Of course he has a sexy name to go with the sexy, limp body.
I stare at the phone in my hand, reeling from the absurdity of the situation. A stranger who’s done nothing but yell at me came to my room to pass out. And he’s handed me his most private possession, asking me to, what, save his life?
I should call 911.
But he begged me not to. And for whatever reason, I don’t want to break his trust.
I hold the phone over his clammy, fever-flushed but still very handsome face to unlock it. The screen glows against his sharp jawline.
Two in the morning. Who even calls anyone at this hour?
Well, Lila, I’m sorry, whoever you are. This is on him, not me.
I search his contacts until I find a Cally. She’s a striking redhead with aquamarine eyes and a dimpled smile in her profile picture. For inexplicable reasons, I’d hoped she’d be ugly and somehow knew she wouldn’t be.
Liam emits a death rattle from somewhere deep in his chest, snapping me out of whatever petty jealousy I’m nursing over a woman I’ve never met. I press call.
The line rings and rings, but she doesn’t pick up.
Okay, I’ll give this another try. If Lila doesn’t answer, I’ll call an ambulance. Before I dial her back, the phone rings in my hands, startling me. I firm my grip on it and tap the green button.
“Rocky, what the fuck time is it?” The question comes out groggy with sleep.
“Oh, um, hello.”
“Hi?” She sounds more awake at hearing a woman’s voice instead of his deep baritone.
“Hi. I am, mmm, with Liam, and he’s passed out and told me to call you and not a doctor. So, err, sorry for waking you up.”
I hear scuffing, and when she speaks again, she sounds fully alert. “Why is he out? Where are you? And who are you?”
“I—err—he fell off his bike earlier and hurt his leg. Then he came to my room, I don’t know why, acting delirious, and hit his shin against a low table and dropped like a stone. We’re in the honeymoon suite at the Rockwood Resort. And I’m Peyton.” I rattle out answers to her questions.
A sigh that sounds more competent than spooked. “Alright, Peyton. Any other symptoms?”
“He’s burning up, sweaty, and a little pasty.”
“Put a wet cloth on his forehead. I’ll be there in ten.”
She hangs up before I reply. I do as she said with the cold compress and wait by the door.
A knock comes fifteen minutes later.
I hurry to open up, ready to explain I don’t know why I have a comatose man on my floor, but the redhead from the phone photo greets me with a tired smile.
She doesn’t look like she needs explanations.
She looks like she needs coffee. She’s drowning in gray sweatpants and an oversized hoodie, her long hair piled in a haphazard ponytail.
She has a black duffel bag slung over her shoulder and is carrying a plastic pedicure basin.
“Hi.” Her voice is surprisingly chipper for two in the morning. “Peyton?”

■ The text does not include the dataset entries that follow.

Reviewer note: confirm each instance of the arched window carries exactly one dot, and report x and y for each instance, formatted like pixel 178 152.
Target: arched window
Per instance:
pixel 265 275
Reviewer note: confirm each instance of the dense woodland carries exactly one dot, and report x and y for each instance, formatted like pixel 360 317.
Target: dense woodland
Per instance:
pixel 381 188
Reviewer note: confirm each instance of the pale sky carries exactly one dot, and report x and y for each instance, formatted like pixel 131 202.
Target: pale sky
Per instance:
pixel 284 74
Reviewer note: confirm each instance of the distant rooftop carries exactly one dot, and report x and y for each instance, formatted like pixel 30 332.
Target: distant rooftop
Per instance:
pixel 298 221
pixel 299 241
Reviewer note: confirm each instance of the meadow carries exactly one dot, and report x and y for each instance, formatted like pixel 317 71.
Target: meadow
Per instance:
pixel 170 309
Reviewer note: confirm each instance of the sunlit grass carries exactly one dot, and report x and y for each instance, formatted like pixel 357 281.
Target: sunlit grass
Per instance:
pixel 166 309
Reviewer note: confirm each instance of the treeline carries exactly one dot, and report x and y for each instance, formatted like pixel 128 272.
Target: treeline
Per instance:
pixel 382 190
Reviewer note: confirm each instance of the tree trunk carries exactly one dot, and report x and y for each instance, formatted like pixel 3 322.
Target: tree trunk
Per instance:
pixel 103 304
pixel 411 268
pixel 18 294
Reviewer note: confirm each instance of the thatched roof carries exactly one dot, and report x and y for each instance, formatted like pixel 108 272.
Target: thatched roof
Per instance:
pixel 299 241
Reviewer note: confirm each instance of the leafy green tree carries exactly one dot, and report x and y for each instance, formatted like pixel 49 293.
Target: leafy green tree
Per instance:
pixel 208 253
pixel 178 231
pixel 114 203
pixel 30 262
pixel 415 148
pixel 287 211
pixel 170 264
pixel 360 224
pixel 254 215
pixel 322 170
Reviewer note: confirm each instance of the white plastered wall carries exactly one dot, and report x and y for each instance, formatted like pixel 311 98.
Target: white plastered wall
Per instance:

“Yeah.” I nod, stepping back to let her in.
“Where is my favorite idiot?”
A flicker of discomfort twists in my chest. Why is he her favorite? Is she his girlfriend? Does she find it weird that Liam is in my room? Why isn’t she mad?
I point to the floor. “I tried to move him, but he’s heavy.”
“Yeah, he’s got a thick skull. Adds weight.” Lila peers over my shoulder, her expression shifting to exasperated affection. She drops her supplies on the console table and brushes past me, bringing in the scent of rain. “We need to move him onto the bed.”
I eye the expanse of tuxedo-clad muscle. “He’s got to be two hundred pounds of dead weight.”
“We have to try.” She crouches by his feet, rolling up her hoodie sleeves. “Grab his shoulders. I’ll take his ankles.”
I kneel behind him, my robe bunching awkwardly around my thighs.
His face is slack, flushed with fever while also pasty, but even unconscious, the sharp cut of his jaw and the dark sweep of his lashes against his cheeks are annoyingly compelling.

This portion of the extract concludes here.